Mozambique: más de 20.000 personas huyen ante el resurgimiento de los combates en el norte
Casi 22.000 personas huyeron de sus hogares en el norte de Mozambique en una semana a finales de septiembre, debido al resurgimiento de los combates en la provincia de Cabo Delgado, advirtió este martes la Oficina del Alto Comisionado de las Naciones Unidas para los Refugiados (ACNUR).
ACNUR dijo que el aumento del desplazamiento en ese periodo marca un punto de inflexión en un conflicto que entra en su octavo año, y que ha dejado más de 100.000 personas desplazadas solo en lo que va de 2025. El conflicto, que comenzó en 2017, es liderado por grupos armados locales conocidos como Al-Shabab, sin relación con la milicia somalí del mismo nombre. El impacto humanitario se ha visto agravado por ciclones, inundaciones y sequías recurrentes que han devastado medios de vida en la región.
Por primera vez desde el inicio de las hostilidades, los 17 distritos de Cabo Delgado han sufrido directamente el conflicto, y más de 1,3 millones de personas han sido desplazadas, con muchos de ellos en múltiples ocasiones, según ACNUR.
“Las familias están llegando a su límite”, declaró Xavier Créach, responsable de ACNUR en Mozambique, señalando que incluso algunas personas que antes acogían a desplazados ahora están huyendo también. Los civiles siguen siendo objetivo de ataques, con informes de asesinatos, secuestros y violencia sexual, mientras que los niños enfrentan el riesgo de ser reclutados por la fuerza.
Las mujeres y las niñas están especialmente expuestas al peligro cuando recolectan agua o leña, y las personas con discapacidad o mayores a menudo no pueden escapar de la violencia. Según ACNUR, muchas necesitan apoyo psicosocial urgente ante el trauma acumulado.
La violencia se ha intensificado de manera significativa este año, con más de 500 incidentes registrados hasta agosto, superando los picos de 2022 e incluyendo ataques, secuestros y la destrucción de viviendas e infraestructura. ACNUR sostiene que esta nueva ola de desplazamientos es una de las más grandes registradas en los últimos ocho años.
El deterioro humanitario se ve reflejado en el sistema de salud, que enfrenta un doble impacto por inseguridad, saqueos y desplazamiento del personal. Según la respuesta liderada por la Organización Mundial de la Salud (OMS), alrededor del 60% de los centros de salud en los distritos más afectados están fuera de servicio. Servicios como la atención materna, el tratamiento del VIH y la respuesta de emergencia han quedado gravemente interrumpidos. En Mocímboa da Praia, el único hospital opera con menos del 10% de su personal, en su mayoría voluntarios, que luchan por mantener abiertas la sala de emergencias y la maternidad.

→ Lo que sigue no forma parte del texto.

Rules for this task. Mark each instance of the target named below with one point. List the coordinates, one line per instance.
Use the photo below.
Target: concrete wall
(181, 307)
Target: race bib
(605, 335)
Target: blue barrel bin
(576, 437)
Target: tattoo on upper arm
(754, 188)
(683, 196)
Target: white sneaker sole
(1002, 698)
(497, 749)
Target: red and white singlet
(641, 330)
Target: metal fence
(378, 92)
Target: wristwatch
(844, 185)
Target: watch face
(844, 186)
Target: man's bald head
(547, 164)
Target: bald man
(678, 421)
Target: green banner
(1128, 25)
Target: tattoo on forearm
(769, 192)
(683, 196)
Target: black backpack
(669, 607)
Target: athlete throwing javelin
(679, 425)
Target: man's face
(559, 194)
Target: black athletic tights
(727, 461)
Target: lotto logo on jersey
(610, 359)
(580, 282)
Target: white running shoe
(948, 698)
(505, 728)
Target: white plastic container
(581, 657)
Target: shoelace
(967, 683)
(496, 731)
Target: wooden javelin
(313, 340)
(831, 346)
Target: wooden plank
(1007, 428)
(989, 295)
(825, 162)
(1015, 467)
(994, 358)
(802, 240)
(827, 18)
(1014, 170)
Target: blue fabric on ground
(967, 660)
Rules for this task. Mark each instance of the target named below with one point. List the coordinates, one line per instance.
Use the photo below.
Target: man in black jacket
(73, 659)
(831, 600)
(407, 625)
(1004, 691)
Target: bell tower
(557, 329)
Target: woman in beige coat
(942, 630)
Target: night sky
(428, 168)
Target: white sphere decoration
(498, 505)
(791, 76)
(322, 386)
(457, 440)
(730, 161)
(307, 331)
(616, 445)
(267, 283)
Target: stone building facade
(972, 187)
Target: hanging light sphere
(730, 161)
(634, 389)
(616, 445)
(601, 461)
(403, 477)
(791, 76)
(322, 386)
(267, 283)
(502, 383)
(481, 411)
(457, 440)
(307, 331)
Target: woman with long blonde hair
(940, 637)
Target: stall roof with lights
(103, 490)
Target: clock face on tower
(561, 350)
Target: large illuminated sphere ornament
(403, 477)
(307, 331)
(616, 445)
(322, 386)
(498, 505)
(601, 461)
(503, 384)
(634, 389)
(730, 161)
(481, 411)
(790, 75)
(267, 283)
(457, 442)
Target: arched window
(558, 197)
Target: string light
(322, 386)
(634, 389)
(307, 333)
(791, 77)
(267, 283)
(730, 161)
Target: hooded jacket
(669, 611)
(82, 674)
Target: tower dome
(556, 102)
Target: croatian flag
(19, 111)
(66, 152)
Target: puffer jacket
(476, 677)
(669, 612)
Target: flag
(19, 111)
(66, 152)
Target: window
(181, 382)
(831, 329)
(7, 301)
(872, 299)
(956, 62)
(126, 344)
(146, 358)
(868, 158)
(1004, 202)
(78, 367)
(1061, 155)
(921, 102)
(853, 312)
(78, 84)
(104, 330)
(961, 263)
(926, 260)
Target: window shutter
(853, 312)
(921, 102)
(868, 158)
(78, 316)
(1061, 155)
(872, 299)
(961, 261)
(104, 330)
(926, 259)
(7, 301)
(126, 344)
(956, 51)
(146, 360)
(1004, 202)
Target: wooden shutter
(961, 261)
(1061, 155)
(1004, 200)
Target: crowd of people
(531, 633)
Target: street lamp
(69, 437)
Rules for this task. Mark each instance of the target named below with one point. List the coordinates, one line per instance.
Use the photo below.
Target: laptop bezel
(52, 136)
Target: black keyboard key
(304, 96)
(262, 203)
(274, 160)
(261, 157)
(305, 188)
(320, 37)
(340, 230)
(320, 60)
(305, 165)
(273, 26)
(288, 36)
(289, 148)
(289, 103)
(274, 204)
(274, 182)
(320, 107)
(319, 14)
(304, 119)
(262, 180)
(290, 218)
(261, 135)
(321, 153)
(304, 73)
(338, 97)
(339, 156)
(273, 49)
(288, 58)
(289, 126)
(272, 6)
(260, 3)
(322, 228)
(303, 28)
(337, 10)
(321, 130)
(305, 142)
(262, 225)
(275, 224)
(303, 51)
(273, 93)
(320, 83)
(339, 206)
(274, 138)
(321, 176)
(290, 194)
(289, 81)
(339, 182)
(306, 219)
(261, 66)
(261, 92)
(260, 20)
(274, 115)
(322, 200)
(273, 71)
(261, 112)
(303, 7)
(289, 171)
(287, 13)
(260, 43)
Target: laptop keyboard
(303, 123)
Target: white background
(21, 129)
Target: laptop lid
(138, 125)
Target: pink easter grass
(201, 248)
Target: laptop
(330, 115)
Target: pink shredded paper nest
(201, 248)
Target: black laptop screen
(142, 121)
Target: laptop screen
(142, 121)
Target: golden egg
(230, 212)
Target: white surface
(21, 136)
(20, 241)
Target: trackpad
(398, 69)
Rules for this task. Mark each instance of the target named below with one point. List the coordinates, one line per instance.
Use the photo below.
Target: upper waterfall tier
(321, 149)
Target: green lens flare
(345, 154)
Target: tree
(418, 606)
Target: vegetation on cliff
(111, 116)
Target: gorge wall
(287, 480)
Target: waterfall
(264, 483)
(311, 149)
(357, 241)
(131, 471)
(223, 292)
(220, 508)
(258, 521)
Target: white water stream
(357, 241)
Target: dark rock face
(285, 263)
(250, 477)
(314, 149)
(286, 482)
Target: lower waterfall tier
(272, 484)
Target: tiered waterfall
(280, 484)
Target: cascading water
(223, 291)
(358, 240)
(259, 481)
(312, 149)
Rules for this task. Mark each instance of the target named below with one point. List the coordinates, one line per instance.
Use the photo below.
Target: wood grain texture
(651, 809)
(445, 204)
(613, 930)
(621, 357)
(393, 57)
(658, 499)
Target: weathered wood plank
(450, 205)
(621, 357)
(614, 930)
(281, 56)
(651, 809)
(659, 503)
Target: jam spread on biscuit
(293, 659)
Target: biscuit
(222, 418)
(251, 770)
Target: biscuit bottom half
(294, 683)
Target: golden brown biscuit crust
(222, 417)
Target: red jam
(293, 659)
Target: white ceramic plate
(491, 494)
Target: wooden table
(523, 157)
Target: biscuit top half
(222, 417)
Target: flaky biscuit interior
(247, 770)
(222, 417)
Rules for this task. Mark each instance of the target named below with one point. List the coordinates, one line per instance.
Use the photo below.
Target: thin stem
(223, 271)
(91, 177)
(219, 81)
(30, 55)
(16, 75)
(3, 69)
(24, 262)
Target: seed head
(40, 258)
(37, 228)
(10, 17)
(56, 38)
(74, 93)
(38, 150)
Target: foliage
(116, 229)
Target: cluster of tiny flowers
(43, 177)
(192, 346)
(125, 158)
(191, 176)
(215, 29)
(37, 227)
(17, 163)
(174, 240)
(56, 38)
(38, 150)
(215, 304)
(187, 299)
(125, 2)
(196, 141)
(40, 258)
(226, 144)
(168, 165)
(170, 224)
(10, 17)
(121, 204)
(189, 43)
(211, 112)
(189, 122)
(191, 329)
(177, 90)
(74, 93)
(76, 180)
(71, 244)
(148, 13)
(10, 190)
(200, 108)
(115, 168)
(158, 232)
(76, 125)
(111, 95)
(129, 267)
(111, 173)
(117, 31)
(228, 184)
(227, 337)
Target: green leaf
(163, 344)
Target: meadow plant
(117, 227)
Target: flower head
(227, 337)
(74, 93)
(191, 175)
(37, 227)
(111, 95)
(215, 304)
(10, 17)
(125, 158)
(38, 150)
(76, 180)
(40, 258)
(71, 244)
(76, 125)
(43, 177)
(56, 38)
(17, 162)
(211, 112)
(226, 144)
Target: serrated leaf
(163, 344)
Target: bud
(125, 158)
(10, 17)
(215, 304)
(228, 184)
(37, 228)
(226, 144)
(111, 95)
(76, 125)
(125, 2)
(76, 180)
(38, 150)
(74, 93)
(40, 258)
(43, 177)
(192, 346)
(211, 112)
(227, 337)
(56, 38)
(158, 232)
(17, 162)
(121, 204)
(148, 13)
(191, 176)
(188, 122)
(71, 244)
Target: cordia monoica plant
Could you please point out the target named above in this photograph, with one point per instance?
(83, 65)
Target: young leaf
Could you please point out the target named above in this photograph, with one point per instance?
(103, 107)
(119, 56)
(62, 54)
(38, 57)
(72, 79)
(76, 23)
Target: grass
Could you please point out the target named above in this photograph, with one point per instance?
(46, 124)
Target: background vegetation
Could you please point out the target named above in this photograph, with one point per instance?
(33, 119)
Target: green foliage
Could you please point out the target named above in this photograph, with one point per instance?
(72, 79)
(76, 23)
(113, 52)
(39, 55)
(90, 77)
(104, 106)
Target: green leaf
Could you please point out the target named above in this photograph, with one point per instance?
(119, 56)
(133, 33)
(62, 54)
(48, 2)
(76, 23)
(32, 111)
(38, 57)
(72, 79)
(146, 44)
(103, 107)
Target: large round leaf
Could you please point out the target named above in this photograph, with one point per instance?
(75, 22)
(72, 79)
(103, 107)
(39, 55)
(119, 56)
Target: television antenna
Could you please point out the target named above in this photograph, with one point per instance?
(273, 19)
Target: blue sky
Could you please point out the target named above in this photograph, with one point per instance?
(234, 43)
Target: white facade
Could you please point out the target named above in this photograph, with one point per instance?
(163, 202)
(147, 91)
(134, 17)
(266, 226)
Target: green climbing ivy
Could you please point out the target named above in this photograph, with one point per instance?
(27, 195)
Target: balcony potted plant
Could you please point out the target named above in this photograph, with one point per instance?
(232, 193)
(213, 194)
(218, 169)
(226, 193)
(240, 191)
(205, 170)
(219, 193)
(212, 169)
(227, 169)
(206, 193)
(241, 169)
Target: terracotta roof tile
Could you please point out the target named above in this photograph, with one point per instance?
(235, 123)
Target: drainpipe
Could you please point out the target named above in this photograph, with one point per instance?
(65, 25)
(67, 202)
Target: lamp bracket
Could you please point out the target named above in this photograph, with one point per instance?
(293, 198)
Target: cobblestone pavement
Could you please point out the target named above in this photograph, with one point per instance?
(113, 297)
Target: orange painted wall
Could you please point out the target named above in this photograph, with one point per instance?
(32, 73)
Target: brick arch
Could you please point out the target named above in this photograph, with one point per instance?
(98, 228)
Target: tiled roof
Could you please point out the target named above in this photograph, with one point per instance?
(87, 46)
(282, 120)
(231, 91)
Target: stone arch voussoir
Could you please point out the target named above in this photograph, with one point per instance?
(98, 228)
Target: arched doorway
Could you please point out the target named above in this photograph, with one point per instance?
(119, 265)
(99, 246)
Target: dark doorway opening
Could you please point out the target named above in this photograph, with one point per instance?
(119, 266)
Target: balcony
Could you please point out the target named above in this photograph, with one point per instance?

Las organizaciones humanitarias advierten que el riesgo de enfermedades aumenta con la llegada de la temporada de lluvias, anticipando repunte de malaria y cólera. En paralelo, el plan de respuesta del sector salud para este año solo ha recibido el 11% de los fondos necesarios, dejando las reservas de medicamentos esenciales en niveles críticamente bajos.
ACNUR también informó de una grave escasez de financiación: solo ha recibido 66 millones de los 352 millones de dólares necesarios para sus operaciones en Mozambique en 2025, lo que sitúa su capacidad de respuesta “al límite justo cuando las necesidades aumentan”, según la agencia.